One way would be to actually read a conf file and use it for testing and then destroy it. Of course, this would be time consuming and would be an integration test and not a Unit test.

So, how to test without resorting to integration test – The code at hand is directly tied to external dependency. It is calling the fs directly, we need to first decouple this. Something like this,


If we do this, our code would not directly depend on fs but on something else that is directly dependent on fs. This something else, the fileSystemManager in our code is something we that can use for a real fs in case of actual code and a fake fs in case of testing.

Another terminology – Seams

Opportunities in code where a different functionality can be plugged in. This can be done through interfaces (fileSystemManager above) so that it can be overridden. Seams are implemented through what’s called an Open-Closed principle – class should be open for extension but closed for modification.

So, for example, from the above we can have –

    public class FileSystemManager: IFileSystemManager
        public bool IsValid(String fileName)
         ..some production code interacting with real fs 

So, now your code looks something like this - 

    public bool IsValidFileName(String fileName)
        IFileSystemManager mgr = new FileSystemManager();
        return mrg.IsValid(fileName);

So, that is your code but what to use in tests? – a stub!

    public class FakeFileSystemManager: IFileSystemManager
        public bool IsValid(String fileName)
            return true; //no need to interact with real fs

So, ok, good, we have created a way to bifurcate between actual production code and tests code. But wait! Remember that we needed to test IsValidFileName method. The issue is the following line of code –

IFileSystemManager mgr = new FileSystemManager();
We need to remove this instantiating of a concrete class that’s using ‘new’ right now. Because if we don’t, no matter where we call IsValidFileName from(tests or actual code), it will always try to new up FileSystemManager. This is where DI containers come in but we won’t be going into details of DI here, so let’s take a look at something called ‘constructor level injection’.

    public classUnderTest
        private IFileSystemManager _mgr;
        public classUnderTest(IFileSystemManager mgr)
            _mgr = mgr 

        public IsValidFileName(String fileName)
            return _mgr.IsValid(fileName); //so just like that we got rid of new! and this
            //code is ready for testing - we will send in fake fileSystemManager in case of tests and
            //'real' fileSystem in case of production code

So, the actual test now would look something like –

    public class ClassUnderTest_Tests

     public void
         IFileSystemManager myFakeManager =
                 new FakeFileSystemManager();
         myFakeManager.WillBeValid = true;
         ClassUnderTest obj = new ClassUnderTest (myFakeManager);
         bool result = obj.IsValidFileName("short.ext");
    internal class FakeFileSystemManager : IFileSystemManager
        public bool WillBeValid = false;
        public bool IsValid(string fileName)
            return WillBeValid;

Once you’ve understood the above basic concept, other stuff will come easily. So for instance, here’s one way to make your fakes return an exception –

    class FakeFileSystemManager: IFileSystemManager
        public bool WillBeValid = false;
        public Exception WillThrow = null;

        public bool IsValid(String fileName)
            if(WillThrow != null) //where WillThrow can be configured from the calling code.
                throw WillThrow;
            return WillBeValid;

Till now we have seen how to write our own fakes but let’s see how to avoid handwritten fakes.

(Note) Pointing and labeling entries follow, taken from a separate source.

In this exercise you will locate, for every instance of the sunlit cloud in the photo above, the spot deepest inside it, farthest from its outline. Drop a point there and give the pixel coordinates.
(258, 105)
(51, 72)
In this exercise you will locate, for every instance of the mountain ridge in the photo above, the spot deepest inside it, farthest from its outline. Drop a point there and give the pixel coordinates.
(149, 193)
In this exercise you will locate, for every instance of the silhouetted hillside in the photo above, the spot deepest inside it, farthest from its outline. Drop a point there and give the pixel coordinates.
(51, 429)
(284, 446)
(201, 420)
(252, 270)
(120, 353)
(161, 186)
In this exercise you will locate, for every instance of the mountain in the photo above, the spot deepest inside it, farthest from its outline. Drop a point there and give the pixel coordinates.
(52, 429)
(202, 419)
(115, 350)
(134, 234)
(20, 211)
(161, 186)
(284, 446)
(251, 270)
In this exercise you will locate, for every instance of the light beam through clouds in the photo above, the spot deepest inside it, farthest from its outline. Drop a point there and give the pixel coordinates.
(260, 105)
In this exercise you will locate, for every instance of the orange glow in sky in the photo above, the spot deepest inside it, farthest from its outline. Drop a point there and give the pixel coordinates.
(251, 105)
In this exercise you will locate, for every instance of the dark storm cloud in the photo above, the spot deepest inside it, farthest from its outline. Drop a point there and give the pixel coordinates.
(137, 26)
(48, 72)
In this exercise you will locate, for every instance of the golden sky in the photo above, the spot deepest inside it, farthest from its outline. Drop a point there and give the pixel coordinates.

But before that, I would like to broadly say that testing can be of three types (from Art of Unit Testing) –
1. Value based – When you want to check whether the value returned is good or not
2. State based – When you want to check whether the code being tested has expected state or not (certain variables have been set correctly or not)
3. Interaction based – When you need to know if code in one object called another object’s method correctly or not. You use it when calling another object is the end result of your unit being tested. This is something that you will encounter a lot in real life coding.

Let’s make formal distinction between mocks, fakes and stubs now. I will be quoting from The Art of Unit Testing.
“mock object is a fake object in the system that decides whether the unit test has passed or failed. It does so by verifying whether the object under test called the fake object as expected”

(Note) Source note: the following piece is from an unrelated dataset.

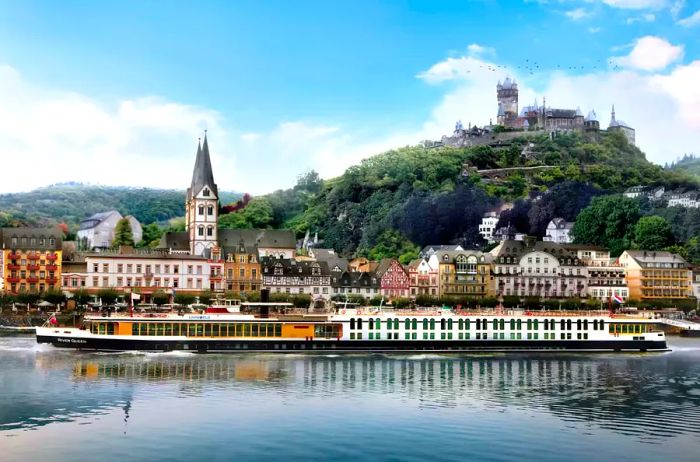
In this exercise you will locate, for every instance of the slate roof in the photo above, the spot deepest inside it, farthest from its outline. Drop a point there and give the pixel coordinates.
(202, 174)
(6, 235)
(291, 267)
(94, 220)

“A fake is a generic term that can be used to describe either a stub or a mock object (handwritten or otherwise), because they both look like the real object. Whether a fake is a stub or a mock depends on how it’s used in the current test. If it’s used to check an interaction (asserted against), it’s a mock object. Otherwise, it’s a stub.”

Let’s consider an example,

//an interface
public interface IWebService
    void LogError(string message);

and a hand-written fake

//note that this will only be a mock once we use it in some assert in some test
public class FakeWebService:IWebService
    public string LastError;
    public void LogError(string message)
        LastError = message;

What we want to test – When we encounter an error and post the message to our web service, the message should be saved as ‘LastError’. This means that we want to test whether our fake services’ LogError method appropriately updates the ‘LastError’ or not.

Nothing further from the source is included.